2.Bila ada kesaksian rukyat yang meyakinkan (lebih dari satu tempat dan tidak ada objek yang menggangu atau ada rekaman citranya), maka kesaksian harus diterima dan menjadi bahan untuk mengoreksi kriteria hisab rukyat yang baru.

3.Bila tidak ada kesaksian rukyatul hilal karena mendung, padahal bulan telah memenuhi kriteria, maka data tersebut dapat dijadikan dasar pengambilan keputusan, karena kriteria hisab rukyat telah didasarkan pada data rukyat terdahulu (berarti tidak mengabaikan rukyat).



Kalau kita berhasil mencapai kesepakatan kriteria hisab rukyat nasional, maka kita akan mempunyai kalender hijriyah yang memberikan kepastian. ”Kepastian” adalah kunci menjadikan sistem kalender terpakai dalam urusan yang lebih luas, bukan hanya ibadah.
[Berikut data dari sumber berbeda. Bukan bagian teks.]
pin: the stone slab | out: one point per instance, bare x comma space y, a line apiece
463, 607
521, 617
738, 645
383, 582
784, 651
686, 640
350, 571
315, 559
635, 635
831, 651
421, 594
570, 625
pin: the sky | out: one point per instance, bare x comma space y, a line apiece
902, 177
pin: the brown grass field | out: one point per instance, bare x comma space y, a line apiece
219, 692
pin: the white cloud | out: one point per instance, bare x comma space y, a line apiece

Dokumen resmi kenegaraan dan transaksi bisnis pun dapat dilakukan dengan sistem kalender itu. Kalender Hijriyah akan setara dengan kalender Masehi dalam memberikan kepastian.

Mari kita perluas mimpi kita. Kalau kita berhasil menjadikan kalender Hijriyah mapan di Indonesia dengan 3 prasyarat terpenuhi, sebagai negara berpenduduk Muslim terbesar di dunia, kita bisa menjadikannya sebagai prototipe sistem kalender Hijriyah global yang mapan. Insya-allah, kita dapat menyepakati kriteria yang bersifat global yang ditetapkan oleh suatu otoritas kolektif negara-negara Islam. Batas wilayahnya bukanlah batas wilayah tetap (seperti Garis Tanggal Internasional), tetapi batas wilayah yang dinamis sesuai dengan kemungkinan terlihatnya hilal. Itu mudah ditetapkan berdasarkan kriteria yang disepakati. Saya kira sebelum melewati tahun 1500 H kalender Hijriyah global yang mapan bisa kita wujudkan. Insya-allah.